ECLI:NL:RBDHA:2022:1423
Rechtbank Den Haag
- Eerste aanleg - enkelvoudig
- B.F.Th. de Roos
- Rechtspraak.nl
Intrekking verblijfsvergunning asiel en schijnscheiding in bestuursrechtelijke procedure
In deze zaak heeft de Rechtbank Den Haag op 18 februari 2022 uitspraak gedaan in een bestuursrechtelijke procedure over de intrekking van de verblijfsvergunning asiel van eiser, die de Syrische nationaliteit bezit. De staatssecretaris van Justitie en Veiligheid had op 15 december 2020 besloten om de verblijfsvergunning van eiser met terugwerkende kracht in te trekken, omdat hij had verzwegen dat zijn ex-echtgenote de Marokkaanse nationaliteit heeft. Dit besluit leidde tot een inreisverbod voor twee jaar en de intrekking van de verblijfsvergunning van het minderjarige kind van eiser.
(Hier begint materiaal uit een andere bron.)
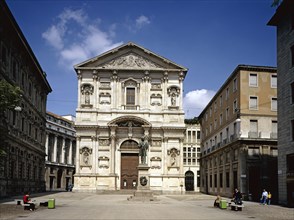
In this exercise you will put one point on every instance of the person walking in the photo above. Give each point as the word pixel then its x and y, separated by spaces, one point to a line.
pixel 264 196
pixel 269 197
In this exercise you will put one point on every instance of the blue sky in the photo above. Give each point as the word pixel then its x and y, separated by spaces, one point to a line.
pixel 209 37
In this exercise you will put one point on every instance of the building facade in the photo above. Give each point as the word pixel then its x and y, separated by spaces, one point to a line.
pixel 191 157
pixel 60 152
pixel 239 135
pixel 284 21
pixel 22 168
pixel 123 95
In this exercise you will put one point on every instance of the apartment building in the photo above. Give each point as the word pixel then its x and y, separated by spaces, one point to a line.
pixel 239 134
pixel 191 157
pixel 283 19
pixel 60 152
pixel 22 168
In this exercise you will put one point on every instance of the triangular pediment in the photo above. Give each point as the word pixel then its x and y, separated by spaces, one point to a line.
pixel 130 56
pixel 131 60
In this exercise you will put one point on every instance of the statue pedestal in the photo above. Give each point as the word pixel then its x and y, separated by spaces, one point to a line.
pixel 143 192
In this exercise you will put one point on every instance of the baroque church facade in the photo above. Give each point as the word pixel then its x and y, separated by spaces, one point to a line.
pixel 124 95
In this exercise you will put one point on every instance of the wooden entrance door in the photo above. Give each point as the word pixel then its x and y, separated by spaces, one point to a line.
pixel 129 172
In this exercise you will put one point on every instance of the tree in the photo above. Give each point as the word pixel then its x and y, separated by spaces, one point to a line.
pixel 9 98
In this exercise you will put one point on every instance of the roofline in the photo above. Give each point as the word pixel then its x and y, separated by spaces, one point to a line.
pixel 233 74
pixel 132 44
pixel 58 116
pixel 26 44
pixel 284 9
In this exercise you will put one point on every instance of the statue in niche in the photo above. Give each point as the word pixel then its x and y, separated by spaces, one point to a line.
pixel 143 147
pixel 86 158
pixel 87 97
pixel 173 99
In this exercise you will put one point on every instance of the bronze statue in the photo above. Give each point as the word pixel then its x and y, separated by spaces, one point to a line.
pixel 143 147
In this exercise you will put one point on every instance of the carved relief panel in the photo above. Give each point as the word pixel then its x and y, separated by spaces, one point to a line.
pixel 174 157
pixel 156 99
pixel 173 92
pixel 103 162
pixel 104 98
pixel 155 162
pixel 85 157
pixel 86 90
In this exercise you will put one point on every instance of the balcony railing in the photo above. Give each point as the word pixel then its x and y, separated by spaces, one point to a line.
pixel 253 134
pixel 274 135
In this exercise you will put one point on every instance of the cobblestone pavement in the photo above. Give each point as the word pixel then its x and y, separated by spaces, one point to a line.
pixel 70 205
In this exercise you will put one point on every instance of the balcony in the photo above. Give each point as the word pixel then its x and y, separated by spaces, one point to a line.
pixel 130 107
pixel 274 135
pixel 253 134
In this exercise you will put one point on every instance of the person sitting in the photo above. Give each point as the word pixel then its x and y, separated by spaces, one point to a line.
pixel 26 200
pixel 238 197
pixel 217 201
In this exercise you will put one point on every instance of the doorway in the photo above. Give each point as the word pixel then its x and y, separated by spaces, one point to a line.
pixel 189 181
pixel 129 171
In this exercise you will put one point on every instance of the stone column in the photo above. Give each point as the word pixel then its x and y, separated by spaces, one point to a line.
pixel 181 78
pixel 54 159
pixel 95 90
pixel 164 89
pixel 94 154
pixel 231 172
pixel 242 171
pixel 79 87
pixel 78 143
pixel 113 148
pixel 62 149
pixel 47 146
pixel 70 153
pixel 164 157
pixel 114 91
pixel 208 174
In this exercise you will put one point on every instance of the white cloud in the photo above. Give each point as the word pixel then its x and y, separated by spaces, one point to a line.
pixel 141 21
pixel 76 38
pixel 195 101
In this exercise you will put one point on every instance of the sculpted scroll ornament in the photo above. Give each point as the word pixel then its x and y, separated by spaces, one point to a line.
pixel 85 156
pixel 173 153
pixel 131 60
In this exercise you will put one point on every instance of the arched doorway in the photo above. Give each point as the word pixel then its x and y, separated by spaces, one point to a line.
pixel 59 178
pixel 129 163
pixel 189 181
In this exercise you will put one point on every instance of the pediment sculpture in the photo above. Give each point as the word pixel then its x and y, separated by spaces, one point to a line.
pixel 131 60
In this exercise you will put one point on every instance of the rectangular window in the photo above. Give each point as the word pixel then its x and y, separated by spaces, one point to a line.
pixel 274 81
pixel 253 80
pixel 221 101
pixel 292 127
pixel 292 92
pixel 235 107
pixel 274 104
pixel 198 135
pixel 227 113
pixel 130 96
pixel 221 119
pixel 235 85
pixel 292 55
pixel 221 180
pixel 253 133
pixel 227 179
pixel 253 103
pixel 227 93
pixel 274 133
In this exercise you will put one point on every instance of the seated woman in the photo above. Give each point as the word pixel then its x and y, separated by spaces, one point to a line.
pixel 26 200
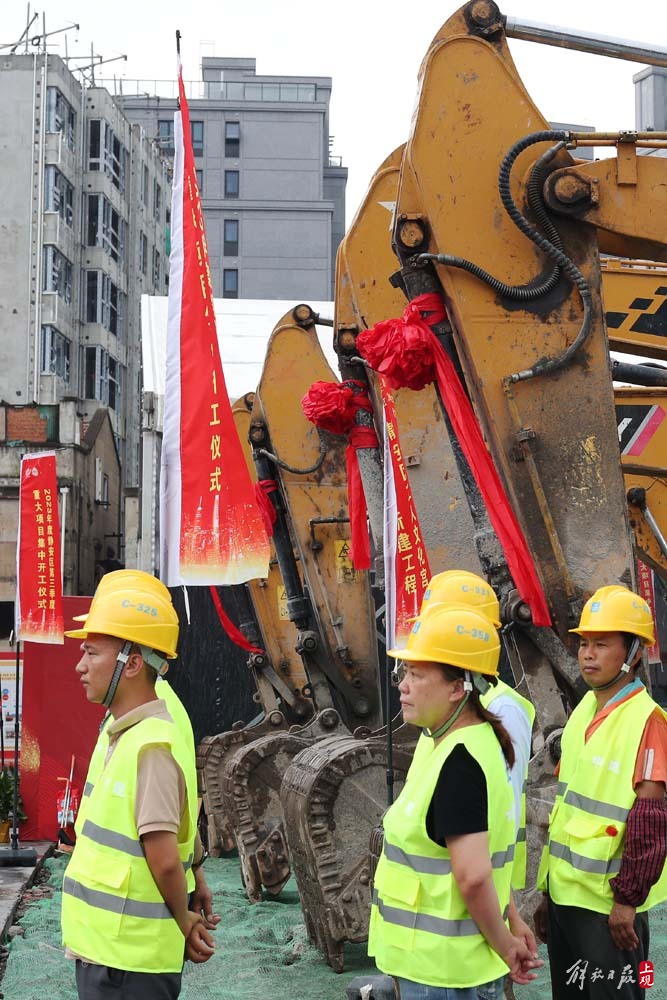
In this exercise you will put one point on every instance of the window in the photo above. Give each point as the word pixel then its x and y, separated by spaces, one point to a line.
pixel 231 238
pixel 230 284
pixel 165 135
pixel 59 195
pixel 60 115
pixel 55 353
pixel 105 227
pixel 197 133
pixel 102 377
pixel 105 304
pixel 232 139
pixel 106 152
pixel 57 274
pixel 231 183
pixel 143 253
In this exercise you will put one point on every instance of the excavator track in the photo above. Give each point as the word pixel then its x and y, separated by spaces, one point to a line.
pixel 333 796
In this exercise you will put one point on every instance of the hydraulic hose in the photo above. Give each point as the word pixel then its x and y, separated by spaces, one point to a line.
pixel 551 247
pixel 622 371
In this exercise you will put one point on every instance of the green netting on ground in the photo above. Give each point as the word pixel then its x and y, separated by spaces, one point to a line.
pixel 262 951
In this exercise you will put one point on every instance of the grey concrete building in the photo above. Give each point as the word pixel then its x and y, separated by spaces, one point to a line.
pixel 83 232
pixel 273 196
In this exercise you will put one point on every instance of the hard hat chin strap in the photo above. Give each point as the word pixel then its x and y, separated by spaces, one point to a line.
pixel 435 734
pixel 625 669
pixel 121 660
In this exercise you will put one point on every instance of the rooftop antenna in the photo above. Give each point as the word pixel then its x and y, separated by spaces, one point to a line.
pixel 13 46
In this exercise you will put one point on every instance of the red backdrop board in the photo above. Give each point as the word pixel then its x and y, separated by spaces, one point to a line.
pixel 58 721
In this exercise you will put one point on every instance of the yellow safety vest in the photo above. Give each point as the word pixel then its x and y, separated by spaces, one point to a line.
pixel 595 795
pixel 425 744
pixel 112 910
pixel 420 928
pixel 182 722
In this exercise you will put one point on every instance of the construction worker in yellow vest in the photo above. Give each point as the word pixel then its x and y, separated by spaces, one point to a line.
pixel 125 915
pixel 603 866
pixel 201 898
pixel 442 896
pixel 515 712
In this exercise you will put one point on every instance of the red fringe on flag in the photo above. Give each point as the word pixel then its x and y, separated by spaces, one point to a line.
pixel 407 353
pixel 333 406
pixel 234 633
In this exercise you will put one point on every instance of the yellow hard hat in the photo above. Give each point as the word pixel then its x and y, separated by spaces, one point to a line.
pixel 133 606
pixel 455 634
pixel 617 609
pixel 459 586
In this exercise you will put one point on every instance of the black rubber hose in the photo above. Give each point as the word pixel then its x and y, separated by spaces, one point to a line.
pixel 623 371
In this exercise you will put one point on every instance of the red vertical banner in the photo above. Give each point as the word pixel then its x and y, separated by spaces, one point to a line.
pixel 39 608
pixel 211 527
pixel 645 588
pixel 407 571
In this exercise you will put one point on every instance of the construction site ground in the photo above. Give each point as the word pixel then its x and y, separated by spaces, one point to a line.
pixel 262 950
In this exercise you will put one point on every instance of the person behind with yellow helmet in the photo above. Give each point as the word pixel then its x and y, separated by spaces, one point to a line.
pixel 201 898
pixel 603 866
pixel 515 712
pixel 442 892
pixel 125 915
Eiser heeft hiertegen beroep ingesteld.
De rechtbank heeft het beroep op 12 mei 2021 behandeld, waarbij eiser werd bijgestaan door zijn gemachtigde en een tolk. De rechtbank heeft het onderzoek heropend om nadere inlichtingen te verkrijgen over een individueel ambtsbericht van de MIVD, dat aan het bestreden besluit ten grondslag lag. De rechtbank heeft uiteindelijk geoordeeld dat verweerder niet voldoende aannemelijk heeft gemaakt dat er sprake was van een schijnscheiding, en dat de intrekking van de verblijfsvergunning niet gerechtvaardigd was. De rechtbank heeft het bestreden besluit vernietigd en verweerder opgedragen om opnieuw te beslissen op de aanvraag van eiser voor een verblijfsvergunning asiel voor onbepaalde tijd.
De rechtbank heeft ook geoordeeld dat verweerder in de proceskosten van eiser moet worden veroordeeld, vastgesteld op € 1518. De uitspraak is openbaar gemaakt en er is een rechtsmiddel tegen deze uitspraak mogelijk binnen vier weken na bekendmaking.